No matter how low rates get at the wholesale level, Crandall said, banks are not likely to drastically loosen underwriting standards anytime soon. The Treasury has lent banks capital, and said Tuesday it plans to get the toxic assets off their books; but there are not many creditworthy borrowers now because the economic outlook is so uncertain.
Meanwhile, although corporate bonds are easier to sell now, companies won't suddenly ramp up their hiring — jobs, unfortunately, tend to be the last thing that come back in an economic turnaround.
And while investors' appetite for risk may improve, it won't bounce back to the levels reached two years ago. Private investors do more U.S. lending than banks do, according to Federal Reserve Board data. But the securitization market, where loans are bundled into bonds and sold to investors, is dormant. The Treasury Department's new plan to incentivize private investors to buy the distressed securities, if it works, could help revive trading, but what cannot be changed is that the price of the assets underlying these securities — houses — were overvalued, and loan defaults are still on the rise.
Somewhere along the line — at the bank, investor, or taxpayer level — losses will need to be taken, analysts say.
"The problem is we have overpriced assets," Simons said. "These long-term structural problems have a tragic inevitability to them."
Moreover, while the government tries to rouse market activity, there are "behavioral and structural changes taking place — a massive deleveraging process that will take years to complete, and a whole new attitude towards risk," said Carmine J. Grigoli, chief investment strategist at Mizuho Securities.
Deleveraging, the process of getting out of debt and into cash, is occurring among consumers as well as investors. Demand for loans is down because people already have enough debt and feel poor. The savings rate for 2008 was 1.7 percent, three times the rate in 2007.

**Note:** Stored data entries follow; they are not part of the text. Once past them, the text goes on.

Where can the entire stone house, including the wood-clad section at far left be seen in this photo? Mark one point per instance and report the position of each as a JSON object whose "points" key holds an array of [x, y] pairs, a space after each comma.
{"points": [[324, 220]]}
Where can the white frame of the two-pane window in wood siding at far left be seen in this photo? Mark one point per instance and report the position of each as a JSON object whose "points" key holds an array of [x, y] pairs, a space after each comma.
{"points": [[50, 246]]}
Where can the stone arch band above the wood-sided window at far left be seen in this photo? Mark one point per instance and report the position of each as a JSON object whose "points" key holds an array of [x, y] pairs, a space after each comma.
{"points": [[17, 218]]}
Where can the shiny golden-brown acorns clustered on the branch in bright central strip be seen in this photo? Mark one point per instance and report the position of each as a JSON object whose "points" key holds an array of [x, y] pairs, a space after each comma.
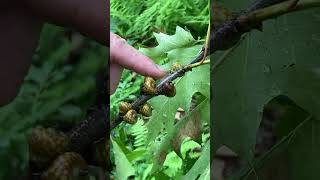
{"points": [[130, 114]]}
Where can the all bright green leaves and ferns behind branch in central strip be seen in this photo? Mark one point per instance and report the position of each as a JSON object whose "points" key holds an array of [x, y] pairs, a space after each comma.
{"points": [[161, 147]]}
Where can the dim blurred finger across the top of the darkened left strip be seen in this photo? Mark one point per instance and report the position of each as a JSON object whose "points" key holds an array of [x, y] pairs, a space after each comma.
{"points": [[90, 17]]}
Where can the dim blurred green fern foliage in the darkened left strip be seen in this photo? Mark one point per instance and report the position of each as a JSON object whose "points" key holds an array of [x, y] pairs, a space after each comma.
{"points": [[58, 89]]}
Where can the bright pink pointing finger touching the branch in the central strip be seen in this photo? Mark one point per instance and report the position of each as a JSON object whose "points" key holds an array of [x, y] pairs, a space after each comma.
{"points": [[127, 56]]}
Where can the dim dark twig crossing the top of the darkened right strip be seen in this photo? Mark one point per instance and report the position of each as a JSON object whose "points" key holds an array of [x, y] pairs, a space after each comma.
{"points": [[229, 33]]}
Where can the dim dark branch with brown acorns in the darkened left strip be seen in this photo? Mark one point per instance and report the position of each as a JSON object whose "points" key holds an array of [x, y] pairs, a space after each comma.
{"points": [[52, 150]]}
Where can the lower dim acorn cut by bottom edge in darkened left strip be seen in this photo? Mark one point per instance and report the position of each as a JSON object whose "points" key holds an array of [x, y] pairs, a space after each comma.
{"points": [[67, 166]]}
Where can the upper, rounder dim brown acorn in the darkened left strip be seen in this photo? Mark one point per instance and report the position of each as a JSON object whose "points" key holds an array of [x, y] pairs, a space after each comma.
{"points": [[45, 144]]}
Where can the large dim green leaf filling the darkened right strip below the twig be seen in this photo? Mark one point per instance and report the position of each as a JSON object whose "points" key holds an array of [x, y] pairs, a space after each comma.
{"points": [[283, 60]]}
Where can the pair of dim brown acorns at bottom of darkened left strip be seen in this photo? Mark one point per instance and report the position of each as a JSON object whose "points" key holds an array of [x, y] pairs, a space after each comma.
{"points": [[49, 152]]}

American International Group Inc. on Tuesday reduced the amount of money it owes the government by completing a move of two subsidiaries into special holding units.
Ed Lincoln, economics professor at New York University's Stern School of Business and director of the Center of Japan-U.S. Business and Economic Studies, said the rescue plans, because they've been put together quickly, should help the United States avoid a protracted economic stagnancy like Japan's after its asset price bubble burst in the late 1980s.
But Yardeni said a Japan-like malaise is a possibility for the U.S. He said what the government's plans lack is very basic: money that goes directly toward refinancing mortgages. The housing market must recover for the rest of the economy to do so, too, he said.
"We're spending an enormous amount of money to buy time," Yardeni said.